Peace Corps volunteers often suffer physical health problems while serving in geographically remote and underdeveloped regions of the world. Third World sanitation, food preparation and water filtration are often dangerously substandard. The people Peace Corps volunteers work with are often sick with diseases that Americans are unfamiliar with. They may lack built up immunity to these illnesses. Medical care is often far away and there are sometimes shortages of qualified doctors, medicine and modern medical equipment. Third World countries lack safe blood banks. If a Peace Corps volunteer needs a blood transfusion, there may be a greater risk of contracting a dangerous disease.
Peace Corp volunteers must cope with significant challenges to their mental health. They are often isolated far from home with few modern conveniences. The people they work with are unfamiliar and the work is difficult. Dr. Joan P. Gerring of the Johns Hopkins University School of Medicine issued a report called "Improvements Needed in Peace Corps Volunteer Support Services." Dr. Gerring found that 1.6 percent of Peace Corps volunteers are evacuated from their assignment for mental health reasons. A majority is diagnosed with adjustment disorders from psycho-social stress.

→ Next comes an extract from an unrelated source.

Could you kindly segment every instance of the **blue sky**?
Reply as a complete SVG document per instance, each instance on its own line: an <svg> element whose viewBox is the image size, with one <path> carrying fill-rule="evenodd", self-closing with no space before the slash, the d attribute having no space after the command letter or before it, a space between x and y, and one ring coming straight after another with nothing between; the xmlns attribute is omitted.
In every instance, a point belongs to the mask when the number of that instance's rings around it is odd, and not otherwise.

Peace Corps volunteers are sometimes assigned to countries where there are significant security concerns. Many Third World countries have corrupt or nonexistent police forces. Some have unstable governments that are ruled by competing war lords or in the midst of civil conflict. Aid workers, like Peace Corps volunteers, are often caught in the middle of these conflicts. Dr. Gerring found that 1.6 percent of Peace Corps volunteers report major physical assaults every year.
Many Peace Corps volunteers report being disillusioned with their mission. They are often left in remote areas with a lack of supervision and resources while expected to perform the seemingly impossible task of improving a hopeless situation. Former Peace Corps volunteer Sara Waldorf wrote about this in her essay, "My time in the Peace Corps." Waldorf says, "the success rate of the Peace Corps in terms of the economic and political development of host countries has been next to nothing." Waldorf points out that the number of Peace Corps volunteers is declining because they realize it offers only "sacrificial volunteerism" with few tangible results (see Resources below).
Throughout the history of the Peace Corps, it has maintained a steady attrition rate of 33 percent. About one-third of Peace Corps volunteers quit before their 2-year tour of duty is compete. This continues to happen despite careful screening of Peace Corps volunteers before they are assigned. A 1990 General Accounting Office Report on the Peace Corps points out that this is expensive since a lot of money is invested in volunteer training and transporting them to their assignment. The report says that premature attrition also leaves volunteers with "a sense of failure" and the host government with the impression that the Peace Corps is "unreliable" (see Resources below).